RESULTS: Nineteen NICU staff members (4 doctors and 15 nurses) received RSS training. After this, the Spearman correlation coefficient for respiratory severity scoring between doctor and nurse was 0.73. Twenty-one infants, all < 3 d of age, were treated with CPAP, with 17 infants starting on the day of birth. The majority of infants (16/21, 76%) were preterm, 10 (48%) were <1,500 g (birthweight), and 13 (62%) were outborn. The most common diagnoses were respiratory distress syndrome (16/21, 76%) and birth asphyxia (5/21, 24%). The average RSS was 7.4 ± 1.3 before starting CPAP, 5.2 ± 2.3 after 2–4 h of CPAP, 4.9 ± 2.7 after 12–24 h of CPAP, and 3.5 ± 1.9 before CPAP was discontinued. Duration of treatment with CPAP averaged 79 ± 43 h. Approximately half (11/21, 52%) of infants treated with CPAP survived to discharge.

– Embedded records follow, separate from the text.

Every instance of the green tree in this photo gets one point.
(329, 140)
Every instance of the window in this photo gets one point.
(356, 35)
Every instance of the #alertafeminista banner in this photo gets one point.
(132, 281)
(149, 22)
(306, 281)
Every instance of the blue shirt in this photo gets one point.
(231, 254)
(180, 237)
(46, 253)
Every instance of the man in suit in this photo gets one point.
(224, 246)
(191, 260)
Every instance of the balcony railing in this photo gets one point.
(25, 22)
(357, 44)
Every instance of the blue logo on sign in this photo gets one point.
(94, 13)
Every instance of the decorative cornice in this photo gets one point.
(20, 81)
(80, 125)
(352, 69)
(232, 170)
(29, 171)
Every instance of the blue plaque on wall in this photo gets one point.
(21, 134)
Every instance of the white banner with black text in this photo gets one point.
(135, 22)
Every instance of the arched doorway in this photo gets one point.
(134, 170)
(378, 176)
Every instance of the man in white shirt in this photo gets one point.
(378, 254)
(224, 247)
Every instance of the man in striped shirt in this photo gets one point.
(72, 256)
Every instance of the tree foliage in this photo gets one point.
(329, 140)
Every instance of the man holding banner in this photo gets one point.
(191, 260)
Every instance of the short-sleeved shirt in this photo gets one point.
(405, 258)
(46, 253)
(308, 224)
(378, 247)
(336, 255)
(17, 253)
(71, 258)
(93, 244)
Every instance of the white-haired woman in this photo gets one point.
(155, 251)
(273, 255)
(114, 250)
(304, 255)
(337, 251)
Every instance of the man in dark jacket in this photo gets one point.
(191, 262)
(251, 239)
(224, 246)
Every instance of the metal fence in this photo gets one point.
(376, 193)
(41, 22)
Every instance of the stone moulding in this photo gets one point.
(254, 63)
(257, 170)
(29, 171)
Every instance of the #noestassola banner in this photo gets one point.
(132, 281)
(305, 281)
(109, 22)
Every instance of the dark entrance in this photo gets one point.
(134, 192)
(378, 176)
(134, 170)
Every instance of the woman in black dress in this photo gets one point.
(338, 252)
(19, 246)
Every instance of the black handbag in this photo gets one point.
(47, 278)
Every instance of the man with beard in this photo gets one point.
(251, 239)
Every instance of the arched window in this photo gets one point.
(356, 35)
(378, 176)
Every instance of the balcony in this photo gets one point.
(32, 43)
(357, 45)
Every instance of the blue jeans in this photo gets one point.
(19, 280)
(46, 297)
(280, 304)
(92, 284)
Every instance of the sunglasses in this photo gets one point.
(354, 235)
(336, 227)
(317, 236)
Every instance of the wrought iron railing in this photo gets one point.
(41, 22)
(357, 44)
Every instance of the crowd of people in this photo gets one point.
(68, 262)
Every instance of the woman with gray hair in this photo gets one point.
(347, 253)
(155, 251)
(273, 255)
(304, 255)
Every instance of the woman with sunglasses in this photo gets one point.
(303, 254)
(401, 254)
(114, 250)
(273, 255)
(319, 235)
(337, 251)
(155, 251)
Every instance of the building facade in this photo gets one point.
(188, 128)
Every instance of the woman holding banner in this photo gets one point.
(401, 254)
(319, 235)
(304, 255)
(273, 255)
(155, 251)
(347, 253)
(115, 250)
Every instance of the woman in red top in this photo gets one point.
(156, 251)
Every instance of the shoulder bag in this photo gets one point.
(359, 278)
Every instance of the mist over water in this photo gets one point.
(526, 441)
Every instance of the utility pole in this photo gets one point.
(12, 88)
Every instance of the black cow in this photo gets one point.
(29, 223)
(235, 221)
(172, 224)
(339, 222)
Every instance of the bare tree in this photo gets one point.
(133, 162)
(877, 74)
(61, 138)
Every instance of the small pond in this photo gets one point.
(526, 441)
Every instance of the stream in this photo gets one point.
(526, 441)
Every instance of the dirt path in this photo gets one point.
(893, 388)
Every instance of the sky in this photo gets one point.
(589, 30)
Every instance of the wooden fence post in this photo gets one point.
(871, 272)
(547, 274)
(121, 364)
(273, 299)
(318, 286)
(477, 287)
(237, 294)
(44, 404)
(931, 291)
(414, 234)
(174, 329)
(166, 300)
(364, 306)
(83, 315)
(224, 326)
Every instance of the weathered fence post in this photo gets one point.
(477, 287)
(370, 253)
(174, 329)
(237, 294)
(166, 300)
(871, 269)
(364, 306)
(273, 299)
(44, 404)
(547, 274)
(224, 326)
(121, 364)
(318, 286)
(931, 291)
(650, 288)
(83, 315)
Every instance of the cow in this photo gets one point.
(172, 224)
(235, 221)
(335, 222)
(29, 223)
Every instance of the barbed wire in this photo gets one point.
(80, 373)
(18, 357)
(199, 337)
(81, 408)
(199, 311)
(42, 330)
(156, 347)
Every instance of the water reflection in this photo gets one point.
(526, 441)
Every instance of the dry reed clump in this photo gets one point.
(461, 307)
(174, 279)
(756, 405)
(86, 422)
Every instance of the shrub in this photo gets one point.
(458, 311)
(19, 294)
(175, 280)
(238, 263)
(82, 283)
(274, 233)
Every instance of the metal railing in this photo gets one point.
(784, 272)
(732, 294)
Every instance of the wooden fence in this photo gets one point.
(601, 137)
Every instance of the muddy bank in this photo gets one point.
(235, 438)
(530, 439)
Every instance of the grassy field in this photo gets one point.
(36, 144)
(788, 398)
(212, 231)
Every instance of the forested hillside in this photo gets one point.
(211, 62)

CONCLUSIONS: Implementing bubble CPAP in a low-income/middle-income setting is feasible. The RSS may be a simple and useful tool for monitoring a neonate's respiratory status and for guiding CPAP management.
Introduction
Preterm birth remains a major cause of neonatal mortality globally.1 Respiratory distress syndrome (RDS) is a common and serious complication of premature birth, resulting from surfactant deficiency and structural immaturity of the lungs. In high-income countries, effective strategies to treat RDS, such as exogenous surfactant replacement therapy, CPAP, and mechanical ventilation have resulted in markedly improved survival for preterm infants.2–4 Until recently, these therapies have not been routinely available in low-income and middle-income countries due to the cost and complexity of implementation.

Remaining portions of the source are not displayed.